Abbott There’s a really interesting book, more of a visual compendium, on the life of Sigmund Freud. It was designed by Willi Fleckhaus, and it was one of these books that just flows with a kind of musical rhythm. It takes a cache of archival material and creates this engrossing mix of variously scaled elements. It looks effortless.

DJ My favorite book design of all times and the book that still influences me to this day is The End of the Game by Peter Beard. I own a pristine first edition. In 1965, immediately after graduating from Yale, Beard traveled to Africa. When he got back he wrote and designed a book that is part history and part travelogue, with his black-and-white and color photographs, beautiful typography and African ephemera. In trying to communicate the depth of the tragedy that was beginning to transform Africa, he presented gruesome and shocking photographs, but in the context of this book they’re breathtaking.
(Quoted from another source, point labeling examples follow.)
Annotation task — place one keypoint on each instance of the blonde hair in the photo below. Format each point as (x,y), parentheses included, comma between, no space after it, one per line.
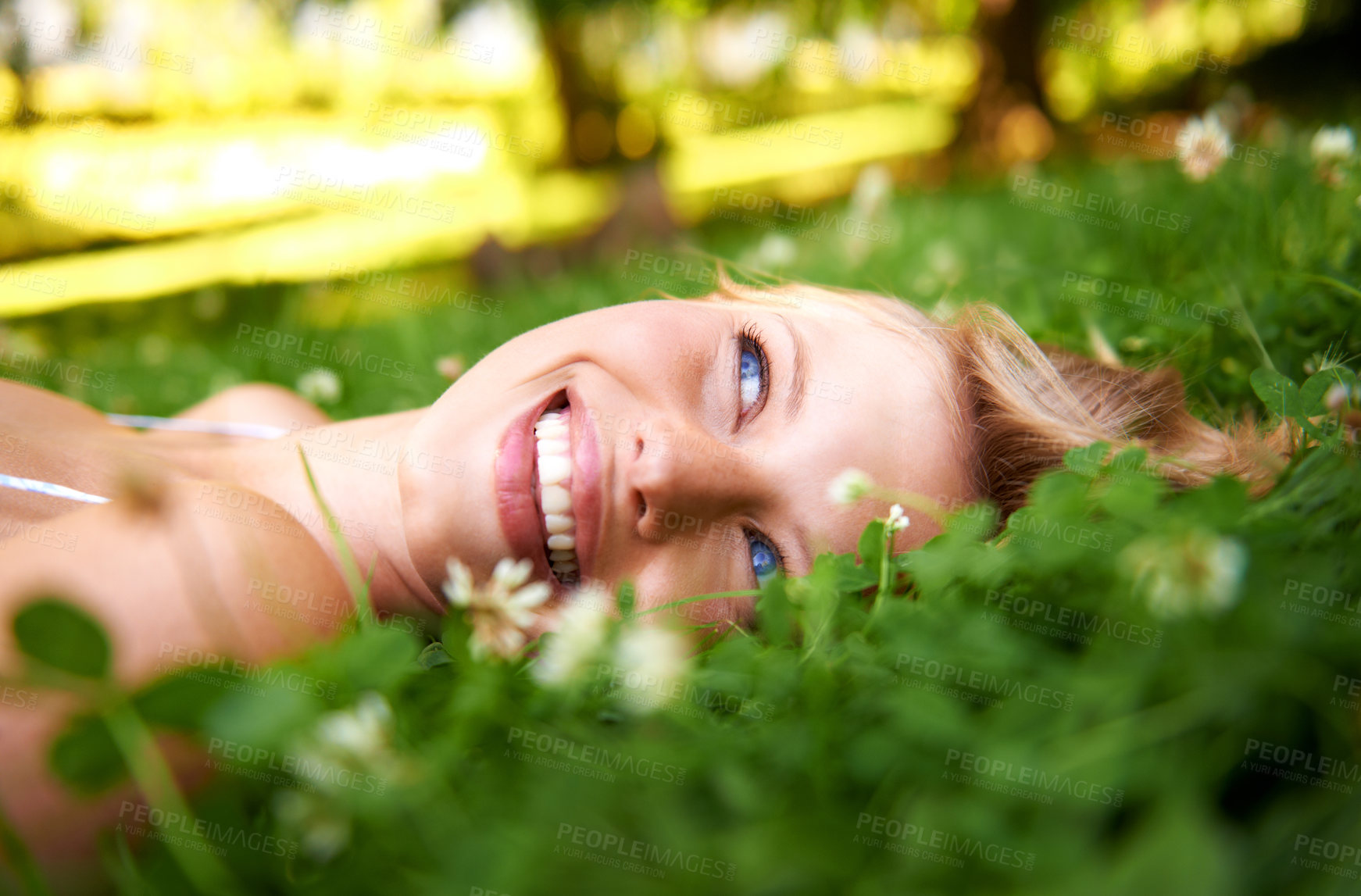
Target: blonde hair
(1023,406)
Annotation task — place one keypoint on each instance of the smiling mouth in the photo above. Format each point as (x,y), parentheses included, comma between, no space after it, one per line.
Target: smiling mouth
(552,487)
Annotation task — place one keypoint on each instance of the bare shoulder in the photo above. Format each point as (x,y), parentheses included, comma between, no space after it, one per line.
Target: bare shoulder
(203,571)
(190,562)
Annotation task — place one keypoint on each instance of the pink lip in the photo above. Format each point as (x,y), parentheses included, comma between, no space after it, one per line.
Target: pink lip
(517,507)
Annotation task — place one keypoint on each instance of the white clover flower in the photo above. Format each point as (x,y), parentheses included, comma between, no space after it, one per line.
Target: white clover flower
(363,731)
(324,828)
(1195,573)
(451,366)
(320,386)
(580,635)
(849,487)
(501,610)
(652,661)
(1333,145)
(897,519)
(1202,146)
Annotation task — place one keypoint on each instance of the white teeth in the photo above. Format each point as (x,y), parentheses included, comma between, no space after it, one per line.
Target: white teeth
(553,445)
(555,500)
(553,469)
(554,462)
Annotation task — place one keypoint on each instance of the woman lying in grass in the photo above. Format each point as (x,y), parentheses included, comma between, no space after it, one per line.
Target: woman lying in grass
(684,445)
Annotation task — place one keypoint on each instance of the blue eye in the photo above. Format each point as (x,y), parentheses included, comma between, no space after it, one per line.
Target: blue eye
(765,560)
(748,379)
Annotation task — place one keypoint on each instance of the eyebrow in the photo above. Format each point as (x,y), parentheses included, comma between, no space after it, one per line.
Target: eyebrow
(792,408)
(799,373)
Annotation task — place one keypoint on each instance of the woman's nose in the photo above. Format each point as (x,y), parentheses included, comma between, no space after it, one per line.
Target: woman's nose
(685,470)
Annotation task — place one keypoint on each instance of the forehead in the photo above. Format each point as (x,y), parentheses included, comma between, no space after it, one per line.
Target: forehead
(871,399)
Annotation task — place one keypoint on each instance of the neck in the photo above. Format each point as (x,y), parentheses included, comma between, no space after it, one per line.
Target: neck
(355,466)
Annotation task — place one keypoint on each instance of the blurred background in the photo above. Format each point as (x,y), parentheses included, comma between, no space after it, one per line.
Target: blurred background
(172,170)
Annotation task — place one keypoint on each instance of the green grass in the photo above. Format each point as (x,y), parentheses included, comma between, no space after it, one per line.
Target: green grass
(1118,663)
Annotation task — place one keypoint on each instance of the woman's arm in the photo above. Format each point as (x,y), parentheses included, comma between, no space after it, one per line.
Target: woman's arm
(194,568)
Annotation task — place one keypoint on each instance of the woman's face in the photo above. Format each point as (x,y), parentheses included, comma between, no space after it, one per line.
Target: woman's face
(693,448)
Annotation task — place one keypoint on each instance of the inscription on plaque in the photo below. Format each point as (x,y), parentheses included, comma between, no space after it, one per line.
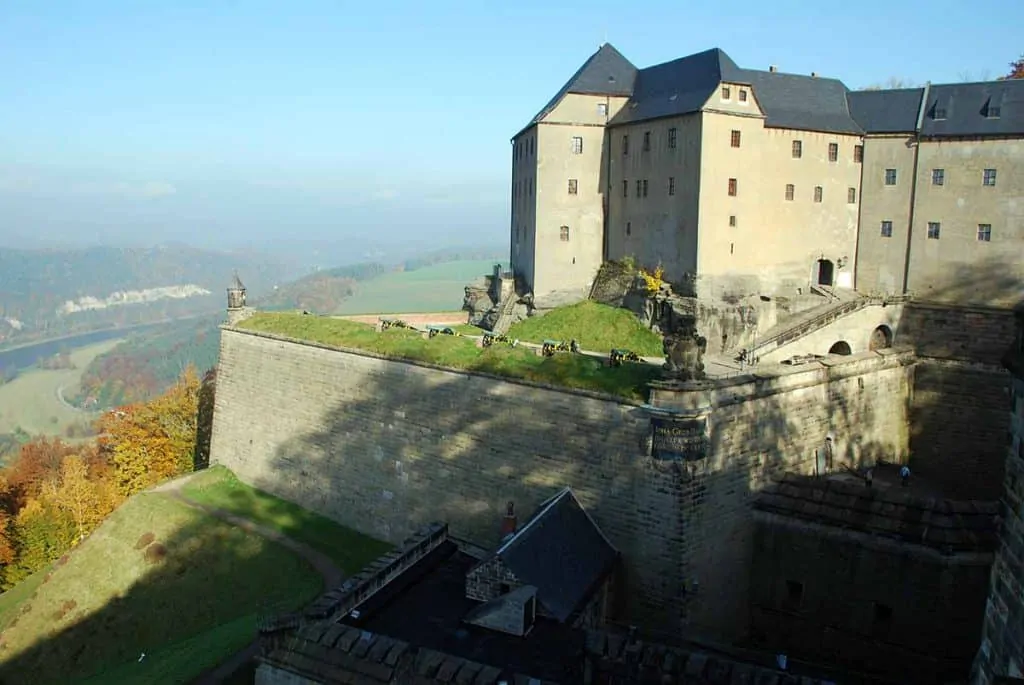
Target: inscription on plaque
(679,439)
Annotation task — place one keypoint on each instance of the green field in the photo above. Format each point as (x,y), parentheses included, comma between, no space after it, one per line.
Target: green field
(437,288)
(218,487)
(598,328)
(31,401)
(572,371)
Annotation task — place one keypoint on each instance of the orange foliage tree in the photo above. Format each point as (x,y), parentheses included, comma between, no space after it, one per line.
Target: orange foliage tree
(150,442)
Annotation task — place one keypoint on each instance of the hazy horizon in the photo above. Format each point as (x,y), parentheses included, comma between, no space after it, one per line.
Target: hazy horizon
(238,126)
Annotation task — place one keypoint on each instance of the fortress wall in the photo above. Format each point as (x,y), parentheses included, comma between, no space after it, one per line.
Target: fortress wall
(384,446)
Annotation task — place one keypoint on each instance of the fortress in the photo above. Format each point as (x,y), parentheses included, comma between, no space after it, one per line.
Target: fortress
(883,258)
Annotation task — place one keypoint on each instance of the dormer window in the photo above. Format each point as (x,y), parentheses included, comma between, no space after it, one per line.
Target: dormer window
(993,108)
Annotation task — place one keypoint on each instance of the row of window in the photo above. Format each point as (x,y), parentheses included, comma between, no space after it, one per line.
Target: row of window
(984,233)
(939,177)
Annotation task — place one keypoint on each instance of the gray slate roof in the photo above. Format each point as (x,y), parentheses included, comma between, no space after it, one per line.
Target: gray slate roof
(605,73)
(678,87)
(886,111)
(968,109)
(561,552)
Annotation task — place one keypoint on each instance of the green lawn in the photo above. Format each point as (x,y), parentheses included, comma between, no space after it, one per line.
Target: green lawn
(598,328)
(458,352)
(218,487)
(186,606)
(437,288)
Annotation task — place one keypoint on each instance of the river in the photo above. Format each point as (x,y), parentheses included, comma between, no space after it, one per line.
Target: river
(19,358)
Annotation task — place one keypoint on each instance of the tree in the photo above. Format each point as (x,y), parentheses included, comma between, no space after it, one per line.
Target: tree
(150,442)
(1016,69)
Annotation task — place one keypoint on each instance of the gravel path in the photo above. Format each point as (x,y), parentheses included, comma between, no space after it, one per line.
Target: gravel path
(333,576)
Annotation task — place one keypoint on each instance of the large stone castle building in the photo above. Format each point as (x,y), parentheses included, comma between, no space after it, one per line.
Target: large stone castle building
(741,181)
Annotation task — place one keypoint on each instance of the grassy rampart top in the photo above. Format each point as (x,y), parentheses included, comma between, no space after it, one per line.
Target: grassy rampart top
(572,371)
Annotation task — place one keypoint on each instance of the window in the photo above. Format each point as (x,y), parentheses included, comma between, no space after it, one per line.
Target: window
(794,596)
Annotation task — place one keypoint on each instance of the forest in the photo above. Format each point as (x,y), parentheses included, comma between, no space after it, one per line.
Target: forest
(53,495)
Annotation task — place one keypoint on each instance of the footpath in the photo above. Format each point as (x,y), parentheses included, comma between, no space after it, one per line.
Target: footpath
(333,576)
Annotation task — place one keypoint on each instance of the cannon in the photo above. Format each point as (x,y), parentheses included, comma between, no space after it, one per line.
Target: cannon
(620,355)
(551,346)
(386,324)
(440,330)
(491,338)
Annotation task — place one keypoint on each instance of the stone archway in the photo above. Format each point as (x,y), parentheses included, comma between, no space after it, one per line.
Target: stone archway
(842,348)
(882,338)
(826,272)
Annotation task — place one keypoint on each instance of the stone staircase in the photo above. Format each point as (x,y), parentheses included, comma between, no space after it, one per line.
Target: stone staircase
(840,304)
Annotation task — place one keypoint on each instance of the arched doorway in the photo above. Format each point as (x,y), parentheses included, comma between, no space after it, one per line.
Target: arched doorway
(842,348)
(826,272)
(882,338)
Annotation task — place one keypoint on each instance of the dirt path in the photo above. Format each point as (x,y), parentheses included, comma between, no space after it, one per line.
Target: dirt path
(332,575)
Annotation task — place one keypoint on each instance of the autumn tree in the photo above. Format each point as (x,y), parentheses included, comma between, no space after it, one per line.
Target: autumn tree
(1016,69)
(153,441)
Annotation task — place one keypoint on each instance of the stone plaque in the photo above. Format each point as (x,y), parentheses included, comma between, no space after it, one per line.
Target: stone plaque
(679,439)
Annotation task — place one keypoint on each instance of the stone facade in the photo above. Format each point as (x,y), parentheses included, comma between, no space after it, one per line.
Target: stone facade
(884,581)
(385,446)
(1001,650)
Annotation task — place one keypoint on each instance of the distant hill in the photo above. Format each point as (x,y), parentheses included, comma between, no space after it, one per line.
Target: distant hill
(148,362)
(47,293)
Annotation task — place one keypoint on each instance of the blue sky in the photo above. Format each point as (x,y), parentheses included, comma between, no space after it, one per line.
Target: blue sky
(231,123)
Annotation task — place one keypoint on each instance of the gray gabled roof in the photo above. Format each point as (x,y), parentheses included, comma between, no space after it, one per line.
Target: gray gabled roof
(605,73)
(678,87)
(804,102)
(561,552)
(968,109)
(886,111)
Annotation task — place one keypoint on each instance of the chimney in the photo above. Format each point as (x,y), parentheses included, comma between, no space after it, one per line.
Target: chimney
(510,522)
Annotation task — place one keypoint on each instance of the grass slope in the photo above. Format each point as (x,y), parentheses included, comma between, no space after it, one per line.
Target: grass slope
(596,327)
(31,400)
(189,609)
(457,352)
(436,288)
(219,487)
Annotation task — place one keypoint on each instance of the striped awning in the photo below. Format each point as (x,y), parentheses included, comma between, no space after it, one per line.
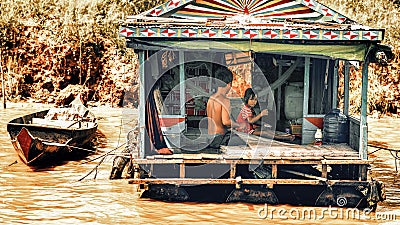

Paula My favorite is something called 1000 Makers of the Twentieth Century. It’s a densely illustrated compendium of short bios of famous people that first originated in the London Sunday Times.  It was designed by David King and our then future and now former partner David Hillman.  I could look at it and read it forever.  It is sublime.

Michael Is there a book you’ve always wanted to design?

Paula 1000 Makers of the Twenty-first Century.

Abbott I’d love to do a giant, international, historical survey of landscape and garden design, like a multi-volume, nutty, comprehensive view, working with some crazy editors and being able to commission the photography and having access to great historical imagery. I’d also like to do something super-ambitious on the roles and uses of color in different cultural settings, almost a cultural history of color.

DJ I’ve always wanted to do my own design book. Which is in the works, by the way.

Eddie I want to design The Adidas Compendium: Past, Future, Present.

Michael Does that book even exist?

Eddie Not until I design it!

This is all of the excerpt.